Una manifestación convocada por la Asociación Sos Bebés Robados en la Puerta del Sol en Madrid

29 cadenas perpetuas y 19 penas de prisión de entre 8 y 25 años para los responsables de los conocidos vuelos de la muerte que lanzaron al mar a más de 4.000 personas durante los terribles años de la dictadura argentina (1976-1983). El 29 de noviembre finalizaba con este resultado el histórico juicio que ha probado por primera vez la existencia de un plan sistemático de exterminio llevado a cabo hace 40 años por la ESMA, acrónimo de la Escuela de Mecánica de la Armada. Argentina en 2003 posibilitó legislativamente la investigación y persecución judicial de los crímenes de lesa humanidad perpetrados durante la dictadura a través de la anulación por parte del Senado de la conocida como Ley de Obediencia Debida y de Punto Final, que había sido dictada en 1987 y establecía que los delitos cometidos por los miembros de las Fuerzas Armadas no eran punibles.
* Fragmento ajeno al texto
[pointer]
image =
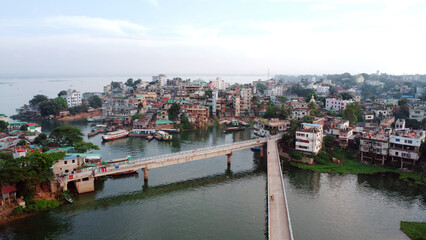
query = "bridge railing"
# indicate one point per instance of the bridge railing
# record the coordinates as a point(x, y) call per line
point(178, 155)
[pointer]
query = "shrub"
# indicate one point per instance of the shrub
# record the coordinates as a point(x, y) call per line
point(296, 155)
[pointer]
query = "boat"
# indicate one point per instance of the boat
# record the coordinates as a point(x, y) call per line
point(233, 129)
point(255, 149)
point(115, 135)
point(162, 136)
point(94, 132)
point(171, 130)
point(244, 124)
point(68, 198)
point(124, 173)
point(141, 132)
point(95, 119)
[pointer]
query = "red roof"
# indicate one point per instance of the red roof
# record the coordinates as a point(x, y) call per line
point(8, 189)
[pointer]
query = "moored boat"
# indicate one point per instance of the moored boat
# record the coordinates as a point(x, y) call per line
point(68, 198)
point(233, 129)
point(94, 132)
point(115, 135)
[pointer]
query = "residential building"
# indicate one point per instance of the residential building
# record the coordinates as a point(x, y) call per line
point(418, 113)
point(336, 104)
point(374, 145)
point(73, 98)
point(405, 145)
point(309, 138)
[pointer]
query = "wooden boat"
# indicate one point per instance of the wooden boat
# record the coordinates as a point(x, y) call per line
point(162, 136)
point(68, 198)
point(141, 132)
point(115, 135)
point(233, 129)
point(255, 149)
point(94, 132)
point(124, 173)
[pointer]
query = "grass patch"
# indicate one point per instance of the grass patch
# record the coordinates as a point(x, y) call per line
point(414, 230)
point(352, 165)
point(38, 206)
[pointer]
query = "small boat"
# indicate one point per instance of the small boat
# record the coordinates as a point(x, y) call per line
point(95, 119)
point(115, 135)
point(233, 129)
point(162, 136)
point(124, 173)
point(255, 149)
point(94, 132)
point(141, 132)
point(68, 198)
point(171, 130)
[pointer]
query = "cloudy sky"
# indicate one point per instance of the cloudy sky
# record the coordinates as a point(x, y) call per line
point(212, 37)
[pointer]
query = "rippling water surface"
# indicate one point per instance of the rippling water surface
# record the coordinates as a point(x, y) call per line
point(205, 200)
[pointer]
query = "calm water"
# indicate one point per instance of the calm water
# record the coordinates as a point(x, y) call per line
point(204, 200)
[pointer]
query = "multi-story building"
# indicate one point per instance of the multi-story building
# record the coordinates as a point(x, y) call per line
point(161, 78)
point(73, 98)
point(418, 113)
point(336, 104)
point(405, 145)
point(246, 96)
point(237, 105)
point(374, 145)
point(309, 138)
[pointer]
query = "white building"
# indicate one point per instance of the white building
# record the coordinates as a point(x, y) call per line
point(336, 104)
point(161, 78)
point(405, 145)
point(73, 98)
point(417, 113)
point(323, 90)
point(309, 138)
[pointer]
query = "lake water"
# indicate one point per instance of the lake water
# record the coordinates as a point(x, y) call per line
point(205, 200)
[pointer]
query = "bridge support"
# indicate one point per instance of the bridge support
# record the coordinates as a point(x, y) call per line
point(145, 174)
point(229, 159)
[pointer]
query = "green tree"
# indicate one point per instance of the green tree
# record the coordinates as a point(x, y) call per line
point(62, 93)
point(115, 85)
point(60, 102)
point(66, 135)
point(328, 143)
point(352, 112)
point(49, 107)
point(174, 111)
point(186, 124)
point(83, 147)
point(95, 101)
point(38, 99)
point(23, 127)
point(261, 87)
point(41, 139)
point(3, 125)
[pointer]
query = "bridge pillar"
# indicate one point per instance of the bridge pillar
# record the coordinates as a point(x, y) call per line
point(145, 173)
point(229, 159)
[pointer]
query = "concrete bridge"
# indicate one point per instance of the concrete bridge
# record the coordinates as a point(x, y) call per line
point(279, 225)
La vulneración sistemática de los derechos humanos en Argentina se produjo de múltiples formas, siendo la más tristemente conocida la del robo sistemático de bebés, dado a conocer mundialmente a través de la incansable lucha de las Abuelas de la Plaza de Mayo, que desde 1977 continúan uniendo familias con sus descendientes secuestrados. En el transcurso de la escritura de este artículo, las Abuelas han recuperado a la nieta número 126.

Por el delito de secuestro de bebés fue condenado en 2012 el propio dictador, Jorge Videla, a la pena de 50 años de cárcel junto a otros militares. No llegaría a cumplir la condena completa ya que murió un año después en prisión, donde entró en 2008 tras las primeras sentencias por sus múltiples crímenes.